“Jerusalema” Is About Self-Determination

The South African house track “Jerusalema” has rocketed around the world, becoming a viral sensation. But it’s no common pop song — it speaks to a growing desire across Africa to remake and reimagine the world.

A still from the gospel-inspired South African house track “Jerusalema” by DJ and producer Master KG, featuring vocalist Nomcebo Zikode.


Forever condemned as its “heart of darkness,” the world remains baffled as to how Africa has seemingly avoided the worst of the COVID-19 pandemic. Earlier in the year, as the virus ravaged other parts of the world and prepared to make landfall on the continent, the projections were nothing short of severe. It was widely anticipated that Africa’s poor and overcrowded living conditions, the prevalence of other diseases like HIV and TB, and its lack of well-resourced health systems would make for the deadliest viral path on the globe. Despite their touch of catastrophism, these predictions were not unreasonable given the evidence of despair elsewhere. What is strange is the sense of perverse disappointment that this hasn’t been the case.
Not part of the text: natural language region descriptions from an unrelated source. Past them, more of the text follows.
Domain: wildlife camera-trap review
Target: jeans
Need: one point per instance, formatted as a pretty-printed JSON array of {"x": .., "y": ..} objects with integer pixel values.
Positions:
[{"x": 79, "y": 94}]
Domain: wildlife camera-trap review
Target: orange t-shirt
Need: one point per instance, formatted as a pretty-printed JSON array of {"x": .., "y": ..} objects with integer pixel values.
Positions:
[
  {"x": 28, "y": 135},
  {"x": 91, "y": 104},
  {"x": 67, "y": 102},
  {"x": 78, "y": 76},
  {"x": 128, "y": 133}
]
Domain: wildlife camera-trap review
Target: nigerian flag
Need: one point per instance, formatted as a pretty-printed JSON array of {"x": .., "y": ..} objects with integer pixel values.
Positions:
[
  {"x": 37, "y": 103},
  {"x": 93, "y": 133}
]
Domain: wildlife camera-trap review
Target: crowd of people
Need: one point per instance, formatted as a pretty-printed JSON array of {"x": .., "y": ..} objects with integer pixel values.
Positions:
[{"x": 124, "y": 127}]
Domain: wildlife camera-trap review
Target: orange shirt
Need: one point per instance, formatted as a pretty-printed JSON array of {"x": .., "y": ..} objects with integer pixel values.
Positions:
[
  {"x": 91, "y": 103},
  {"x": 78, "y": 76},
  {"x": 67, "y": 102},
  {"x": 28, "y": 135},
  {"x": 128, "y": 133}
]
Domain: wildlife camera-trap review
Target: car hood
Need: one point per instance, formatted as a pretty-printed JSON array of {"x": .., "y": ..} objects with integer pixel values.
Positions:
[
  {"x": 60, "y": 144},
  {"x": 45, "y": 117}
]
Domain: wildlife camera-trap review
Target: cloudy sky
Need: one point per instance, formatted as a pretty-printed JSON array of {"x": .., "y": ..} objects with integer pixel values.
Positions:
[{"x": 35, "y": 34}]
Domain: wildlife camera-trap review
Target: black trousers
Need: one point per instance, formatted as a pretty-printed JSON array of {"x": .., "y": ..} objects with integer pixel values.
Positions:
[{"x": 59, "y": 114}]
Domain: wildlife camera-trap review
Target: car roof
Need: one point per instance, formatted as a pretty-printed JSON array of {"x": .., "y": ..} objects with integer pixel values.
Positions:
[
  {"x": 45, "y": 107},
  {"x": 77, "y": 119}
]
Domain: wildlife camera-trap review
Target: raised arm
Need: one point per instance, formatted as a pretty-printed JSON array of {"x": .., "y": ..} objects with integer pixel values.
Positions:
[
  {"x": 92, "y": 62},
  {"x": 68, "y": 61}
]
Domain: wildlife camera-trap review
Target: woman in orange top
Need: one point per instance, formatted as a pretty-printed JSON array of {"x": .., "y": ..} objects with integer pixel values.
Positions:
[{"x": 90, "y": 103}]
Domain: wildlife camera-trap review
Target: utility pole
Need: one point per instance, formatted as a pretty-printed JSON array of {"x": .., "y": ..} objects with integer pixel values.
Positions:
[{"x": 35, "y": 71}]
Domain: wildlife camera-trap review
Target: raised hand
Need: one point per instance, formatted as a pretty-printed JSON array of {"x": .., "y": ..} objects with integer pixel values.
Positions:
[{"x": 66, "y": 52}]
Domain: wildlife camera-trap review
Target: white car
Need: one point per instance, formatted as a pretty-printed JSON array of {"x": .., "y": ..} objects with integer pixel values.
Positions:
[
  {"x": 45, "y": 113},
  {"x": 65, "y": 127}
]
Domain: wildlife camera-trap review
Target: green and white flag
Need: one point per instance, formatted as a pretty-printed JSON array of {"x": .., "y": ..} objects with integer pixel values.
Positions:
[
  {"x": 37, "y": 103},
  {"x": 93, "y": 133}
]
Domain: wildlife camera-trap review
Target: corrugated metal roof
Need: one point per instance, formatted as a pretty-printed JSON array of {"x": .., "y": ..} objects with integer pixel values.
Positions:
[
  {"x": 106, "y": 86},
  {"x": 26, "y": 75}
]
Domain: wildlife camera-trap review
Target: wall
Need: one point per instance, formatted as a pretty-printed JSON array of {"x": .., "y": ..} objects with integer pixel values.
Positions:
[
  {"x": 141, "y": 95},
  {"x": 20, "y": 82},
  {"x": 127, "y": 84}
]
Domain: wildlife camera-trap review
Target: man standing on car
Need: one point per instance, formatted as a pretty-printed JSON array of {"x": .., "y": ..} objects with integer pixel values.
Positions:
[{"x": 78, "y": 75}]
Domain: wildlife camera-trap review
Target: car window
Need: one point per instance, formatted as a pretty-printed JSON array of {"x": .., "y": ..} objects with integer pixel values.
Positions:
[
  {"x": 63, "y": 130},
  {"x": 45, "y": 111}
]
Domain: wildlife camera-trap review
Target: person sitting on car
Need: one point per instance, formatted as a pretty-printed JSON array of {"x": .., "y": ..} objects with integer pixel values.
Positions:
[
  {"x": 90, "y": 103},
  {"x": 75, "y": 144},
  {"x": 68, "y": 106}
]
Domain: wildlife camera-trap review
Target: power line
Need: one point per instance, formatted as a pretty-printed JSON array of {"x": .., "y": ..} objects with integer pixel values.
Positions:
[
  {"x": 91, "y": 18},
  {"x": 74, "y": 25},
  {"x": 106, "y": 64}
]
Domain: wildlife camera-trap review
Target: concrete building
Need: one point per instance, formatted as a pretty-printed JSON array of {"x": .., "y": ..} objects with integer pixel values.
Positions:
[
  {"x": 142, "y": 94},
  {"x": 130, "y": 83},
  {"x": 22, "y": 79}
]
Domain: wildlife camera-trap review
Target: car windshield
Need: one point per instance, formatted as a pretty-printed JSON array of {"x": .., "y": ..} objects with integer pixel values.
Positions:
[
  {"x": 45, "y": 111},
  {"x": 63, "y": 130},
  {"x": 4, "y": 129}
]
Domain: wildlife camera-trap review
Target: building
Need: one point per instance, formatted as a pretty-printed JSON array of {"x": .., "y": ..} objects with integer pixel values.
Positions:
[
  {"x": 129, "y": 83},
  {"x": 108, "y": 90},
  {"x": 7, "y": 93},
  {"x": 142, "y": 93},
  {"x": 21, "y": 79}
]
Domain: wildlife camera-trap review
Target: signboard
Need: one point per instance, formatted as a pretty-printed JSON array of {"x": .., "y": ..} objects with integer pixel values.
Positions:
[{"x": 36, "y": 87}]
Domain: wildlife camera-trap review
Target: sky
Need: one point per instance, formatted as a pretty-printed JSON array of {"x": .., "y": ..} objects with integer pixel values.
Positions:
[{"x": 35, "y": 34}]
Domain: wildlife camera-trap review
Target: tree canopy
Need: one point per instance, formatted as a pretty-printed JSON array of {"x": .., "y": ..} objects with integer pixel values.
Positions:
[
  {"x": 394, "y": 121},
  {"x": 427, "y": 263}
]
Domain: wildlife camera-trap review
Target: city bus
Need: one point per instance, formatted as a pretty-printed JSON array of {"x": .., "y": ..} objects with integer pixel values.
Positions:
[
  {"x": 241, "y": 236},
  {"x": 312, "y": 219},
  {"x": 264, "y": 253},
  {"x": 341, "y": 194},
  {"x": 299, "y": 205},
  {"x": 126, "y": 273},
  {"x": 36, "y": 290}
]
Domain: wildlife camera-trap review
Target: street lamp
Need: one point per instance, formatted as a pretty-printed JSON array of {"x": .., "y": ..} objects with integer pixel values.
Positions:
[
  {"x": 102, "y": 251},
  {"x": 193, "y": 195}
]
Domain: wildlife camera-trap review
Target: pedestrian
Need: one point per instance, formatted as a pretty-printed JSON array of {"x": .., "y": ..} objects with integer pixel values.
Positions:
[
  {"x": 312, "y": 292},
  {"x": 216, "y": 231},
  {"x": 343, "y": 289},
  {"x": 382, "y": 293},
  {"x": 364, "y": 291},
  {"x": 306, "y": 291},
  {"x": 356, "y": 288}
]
Stranger still that, at the height of doom and gloom, little was done by way of international support to prevent the expected worst case outcomes.

On the flip side, the world is celebrating the lightness of this continent, albeit in the most clichéd way — through its products of song and dance. Since the middle of this year, the gospel-inspired South African house track “Jerusalema” by DJ and producer Master KG, featuring vocalist Nomcebo Zikode, has enraptured a global audience. What made it especially take off was its evolution into the #JerusalemaDanceChallenge, prompted by a group of Angolan friends recording themselves with plates of food performing a variation of the line dance to the song. Following that, similar clips of people dancing to the song have been shared from all over — groups of ordinary people, nuns and priests, health care and other essential workers, police and soldiers, fuel attendants; you name it. Per the African Union, “Jerusalema” is “a song that has transcended its national boundaries and the continent, and has people across the world dancing to its vibrant rhythm.”

The South African government made sure to co-opt the dance challenge, transforming what was a mostly spontaneous and uncoordinated phenomenon to a state-sponsored feel-good narrative. As President Cyril Ramaphosa announced South Africa’s move to its lowest level of COVID-19 lockdown, he urged all South Africans to participate in the dance challenge as part of Heritage Day celebrations that happened in late September. (The holiday itself has a curious history; it replaced Shaka Day and is mostly now an excuse to barbecue.) Suddenly, a country that had been a powder keg of disaffection, traumatized at the injustices and suffering endured during lockdown yet divided on who was to blame, became united in cheerful performance, as it seemed that, at last, things were back to normal. And for South Africans, “normal” means being able to repress the fact of normal being the problem; it means comfortably moving from being outraged about police brutality in June to applauding their renditions of the “Jerusalema” dance in September.